- Simba Location of Simba
- Coordinates: 2°09′29″S 37°35′28″E﻿ / ﻿2.158°S 37.591°E
- Country: Kenya
- County: Makueni County
- Time zone: UTC+3 (EAT)

= Simba, Kenya =

Simba is a small village along the Mombasa Road (A109), some 140 kilometers southeast of Nairobi, between Emali and Kiboko. It is situated on the boundary of the Makueni and Kajiado counties. The Simba Plains are located some 10 kilometers due south.
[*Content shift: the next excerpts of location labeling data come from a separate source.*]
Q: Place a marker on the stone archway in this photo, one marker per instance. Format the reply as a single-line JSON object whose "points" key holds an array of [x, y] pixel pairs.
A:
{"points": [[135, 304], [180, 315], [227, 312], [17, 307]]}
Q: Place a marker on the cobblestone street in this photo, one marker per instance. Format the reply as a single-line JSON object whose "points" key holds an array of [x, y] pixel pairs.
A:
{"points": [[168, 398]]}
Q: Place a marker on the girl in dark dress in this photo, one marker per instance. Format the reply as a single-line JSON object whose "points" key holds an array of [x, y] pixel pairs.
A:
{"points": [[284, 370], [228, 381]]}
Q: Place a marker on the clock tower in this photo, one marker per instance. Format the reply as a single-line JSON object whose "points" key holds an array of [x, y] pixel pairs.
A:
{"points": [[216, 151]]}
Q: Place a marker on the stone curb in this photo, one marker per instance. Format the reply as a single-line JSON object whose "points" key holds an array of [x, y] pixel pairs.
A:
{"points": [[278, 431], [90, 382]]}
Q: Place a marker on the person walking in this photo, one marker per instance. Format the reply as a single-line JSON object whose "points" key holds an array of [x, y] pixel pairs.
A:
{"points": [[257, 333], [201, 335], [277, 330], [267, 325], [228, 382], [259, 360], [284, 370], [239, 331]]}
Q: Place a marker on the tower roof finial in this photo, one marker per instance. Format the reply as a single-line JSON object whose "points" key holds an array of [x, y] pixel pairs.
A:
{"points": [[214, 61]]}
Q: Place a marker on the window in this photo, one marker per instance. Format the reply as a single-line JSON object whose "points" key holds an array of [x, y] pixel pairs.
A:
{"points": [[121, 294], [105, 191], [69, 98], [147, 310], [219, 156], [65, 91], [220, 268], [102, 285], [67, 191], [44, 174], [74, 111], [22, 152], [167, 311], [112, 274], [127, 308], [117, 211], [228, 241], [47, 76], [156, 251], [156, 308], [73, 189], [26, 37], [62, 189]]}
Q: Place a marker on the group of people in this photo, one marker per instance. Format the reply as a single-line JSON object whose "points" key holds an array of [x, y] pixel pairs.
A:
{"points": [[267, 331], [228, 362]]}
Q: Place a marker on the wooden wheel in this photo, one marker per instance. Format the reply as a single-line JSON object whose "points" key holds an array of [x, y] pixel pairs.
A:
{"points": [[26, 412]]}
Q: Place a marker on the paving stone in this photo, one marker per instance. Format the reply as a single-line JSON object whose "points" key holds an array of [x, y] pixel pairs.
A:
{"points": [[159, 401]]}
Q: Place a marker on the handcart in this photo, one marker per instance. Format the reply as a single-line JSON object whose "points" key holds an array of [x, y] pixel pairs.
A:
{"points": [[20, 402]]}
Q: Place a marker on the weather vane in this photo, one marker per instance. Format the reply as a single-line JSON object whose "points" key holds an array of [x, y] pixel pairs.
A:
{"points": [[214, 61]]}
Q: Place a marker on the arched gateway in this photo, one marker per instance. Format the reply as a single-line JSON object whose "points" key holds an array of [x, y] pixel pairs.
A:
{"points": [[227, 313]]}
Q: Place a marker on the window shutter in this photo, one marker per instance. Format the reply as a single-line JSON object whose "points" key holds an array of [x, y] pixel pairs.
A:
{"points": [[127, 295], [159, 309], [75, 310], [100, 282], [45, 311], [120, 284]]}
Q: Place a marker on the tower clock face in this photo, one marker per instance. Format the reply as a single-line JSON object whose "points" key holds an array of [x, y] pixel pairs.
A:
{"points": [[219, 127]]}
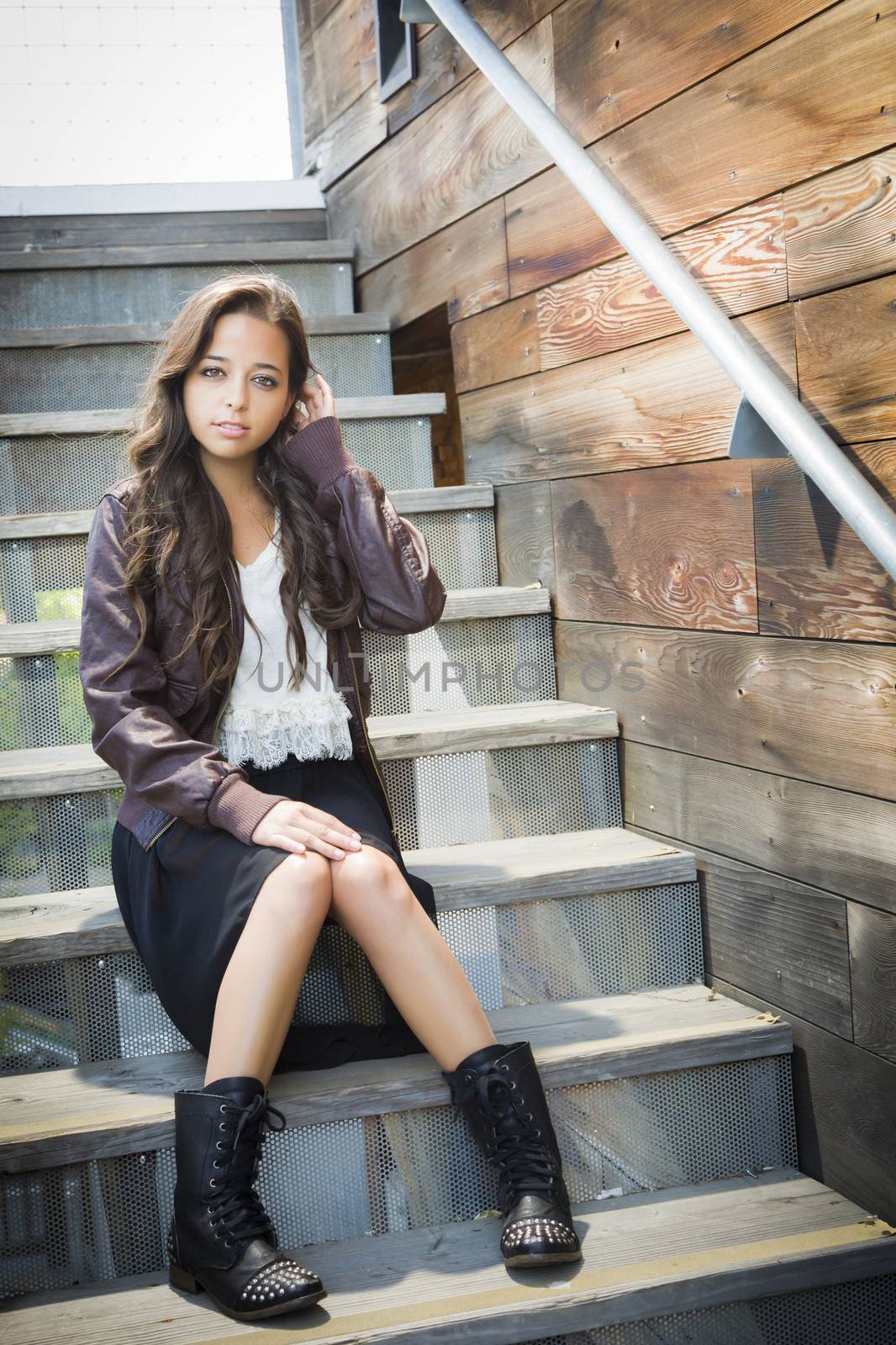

The top of Simba hill is 1,226 metres above sea level. The area around Simba is hilly towards west, but flat towards the east. The highest point nearby is 1,449 metres above sea level, 2.4 km west of Simba. Around Simba, it is quite densely populated, with 108 inhabitants per sq. km. The nearest larger community is Makueni, 3.2 km east of Simba. The surroundings of Simba are mainly savanna, and there are several named forests.

A savanna climate prevails in the area, with annual average temperature of 23 °C. The warmest month is October, when the average temperature is 26 °C, and the coldest is April, at 20 °C. The average annual precipitation is 840 millimeters. The highest rainfall month is November, with an average of 201 mm, and the driest is July, with only 1 mm rainfall on average.